CellRanger in cluster mode with slurm template
1
1
Entering edit mode
4.8 years ago
sidwell ▴ 10

If someone has already manage to run cellRanger with Slurm, maybe you can help me :

Until now, I was running CellRanger on a cluster, on a single node of 512Go RAM.
For a dataset of 6,7k cells and 90k reads/cell, cellranger count function takes 7h30.
I can dispose of 5 nodes of 512Go RAM.

I tried the slurm template proposed by 10x (even if it's not officially support), jobs are submited by Martian

#!/usr/bin/env bash
#SBATCH -J __MRO_JOB_NAME__
#SBATCH -p big
#SBATCH --export=ALL
#SBATCH --nodes=1 --ntasks-per-node=__MRO_THREADS__
#SBATCH --signal=2
#SBATCH --no-requeue
### Alternatively: --ntasks=1 --cpus-per-task=__MRO_THREADS__
###   Consult with your cluster administrators to find the combination that
###   works best for single-node, multi-threaded applications on your system.
#SBATCH --mem=__MRO_MEM_GB__G
#SBATCH -o __MRO_STDOUT__
#SBATCH -e __MRO_STDERR__

__MRO_CMD__

When I run the same count function on the same dataset but with slurm template as following :

cellranger count --transcriptome=refdata-cellranger-mm10-3.0.0 --fastqs=./indepth_C07_MissingLibrary_1_HL5G3BBXX, ./indepth_C07_MissingLibrary_1_HNNWNBBXX --jobmode=./martian-cs/v3.2.3/jobmanagers/slurm.template`

I check the jobs submited : Martian submit 64 jobs by 64 jobs to the cluster (to slurm) and one job by node is running (this is how the cluster work, I can submit only one job by node because it uses all CPUs of the node = 16 CPUs). So instead of having 1 node busy, I parralelize on 5 nodes. BUT :
it takes 12h42 instead of 7h30.

I checked the processus running and number of CPUs used : When I use a single node, the 1st process called read_chunks use 1-4CPUs, the 2nd process python (don't know what it is doing ?) use 16CPUs so all CPUs.
With parallelization on 5 nodes : read_chunks takes 1-4CPUs and python ONLY ONE CPU on each node instead of 16 CPUs. I guess that's why it takes so long !!
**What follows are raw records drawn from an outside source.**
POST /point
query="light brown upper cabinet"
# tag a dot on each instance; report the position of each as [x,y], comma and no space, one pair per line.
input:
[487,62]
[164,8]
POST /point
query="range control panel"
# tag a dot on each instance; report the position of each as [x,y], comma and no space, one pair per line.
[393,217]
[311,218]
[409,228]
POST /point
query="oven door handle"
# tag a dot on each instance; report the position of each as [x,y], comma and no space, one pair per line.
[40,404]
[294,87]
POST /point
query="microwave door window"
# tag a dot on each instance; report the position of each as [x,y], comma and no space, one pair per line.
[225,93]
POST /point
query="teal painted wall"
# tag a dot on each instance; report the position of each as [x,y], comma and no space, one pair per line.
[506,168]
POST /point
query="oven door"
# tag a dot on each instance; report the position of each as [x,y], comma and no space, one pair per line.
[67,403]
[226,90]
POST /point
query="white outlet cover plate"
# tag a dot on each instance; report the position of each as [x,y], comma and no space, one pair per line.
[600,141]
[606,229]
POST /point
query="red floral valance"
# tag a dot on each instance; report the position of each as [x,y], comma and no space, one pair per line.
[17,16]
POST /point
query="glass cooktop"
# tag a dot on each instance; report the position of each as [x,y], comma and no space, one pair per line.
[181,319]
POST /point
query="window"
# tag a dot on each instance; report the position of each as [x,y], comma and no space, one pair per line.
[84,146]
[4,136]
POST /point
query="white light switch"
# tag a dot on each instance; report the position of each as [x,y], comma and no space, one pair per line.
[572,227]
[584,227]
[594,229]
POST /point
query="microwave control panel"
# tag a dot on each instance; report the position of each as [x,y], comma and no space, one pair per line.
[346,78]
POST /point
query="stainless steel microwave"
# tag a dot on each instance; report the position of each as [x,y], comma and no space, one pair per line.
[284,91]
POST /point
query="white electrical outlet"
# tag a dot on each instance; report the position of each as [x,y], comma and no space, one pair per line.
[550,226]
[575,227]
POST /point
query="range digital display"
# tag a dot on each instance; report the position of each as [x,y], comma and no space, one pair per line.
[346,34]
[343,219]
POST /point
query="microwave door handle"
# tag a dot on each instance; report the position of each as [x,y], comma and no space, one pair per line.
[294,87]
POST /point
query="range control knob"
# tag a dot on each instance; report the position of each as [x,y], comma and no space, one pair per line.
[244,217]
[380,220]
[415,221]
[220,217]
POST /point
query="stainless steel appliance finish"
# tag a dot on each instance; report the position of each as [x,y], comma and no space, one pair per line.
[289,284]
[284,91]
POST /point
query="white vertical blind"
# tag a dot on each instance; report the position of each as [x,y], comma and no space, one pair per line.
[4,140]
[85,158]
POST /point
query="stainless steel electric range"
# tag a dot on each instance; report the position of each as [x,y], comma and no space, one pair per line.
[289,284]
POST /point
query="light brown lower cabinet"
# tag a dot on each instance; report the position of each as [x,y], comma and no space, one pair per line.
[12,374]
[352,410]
Is it because Slurm is not officially support ?
Do you think I can modify something in the template to change that ?

RNA-Seq • 5.6k views
ADD COMMENT
3
Entering edit mode
4.8 years ago
GenoMax 148k

cellranger on SLURM does not use all cores all the time. Your cluster does need to allow SLURM jobs to submit sub-jobs for this to work correctly. It sounds like you have the process working but it is taking longer?

We generally create a cellranger script (for mkfastq or count) and add these parameters --jobmode=slurm --maxjobs=24 --mempercore=16000 (adjust as needed for your cluster) to normal cellranger command line. Actual job submission is a simple sbatch -p partition -t time_needed --wrap"cellranger_script.sh".

ADD COMMENT
0
Entering edit mode

Thanks for you answer.

Your cluster does need to allow SLURM jobs to submit sub-jobs

Do you mean allow multiple jobs by node ? Or allow jobs to be submitted from a compute node ?

I will try your way

ADD REPLY
1
Entering edit mode

Allow jobs to be submitted by a job that is already running on a compute node. Main job that you submit takes care of running sub-jobs as needed.

ADD REPLY
0
Entering edit mode

After verification, my cluster is allow to submit sub-jobs. I tried with your way (write the cellranger command in a bash script and wrap it), the only difference I see is that the mrp process (which is the process that submit all jobs) run on a compute node instead of running on head node.
But the computing time is still the same : It is taking really longer when I use 5 nodes instead of one.
Did you already tried to run cellranger on a single node ? Is it slower for you ?

ADD REPLY
0
Entering edit mode

Since you have a large dataset there may be not much to do speed this process up. You could try assigning more cores which may help with alignment steps (STAR) but otherwise the steps that run on single cores will always be the bottle-neck.

ADD REPLY
0
Entering edit mode

Ok but still, it doesn't explain why it is faster in job submission mode on 1 compute node and slower in cluster mode on 5 compute nodes. With same parameters. It should be faster in cluster mode on 5 nodes. It is what they are saying in documentation :

Cell Ranger can be run in cluster mode [...] This allows highly parallelizable stages to utilize hundreds or thousands of cores concurrently, dramatically reducing time to solution.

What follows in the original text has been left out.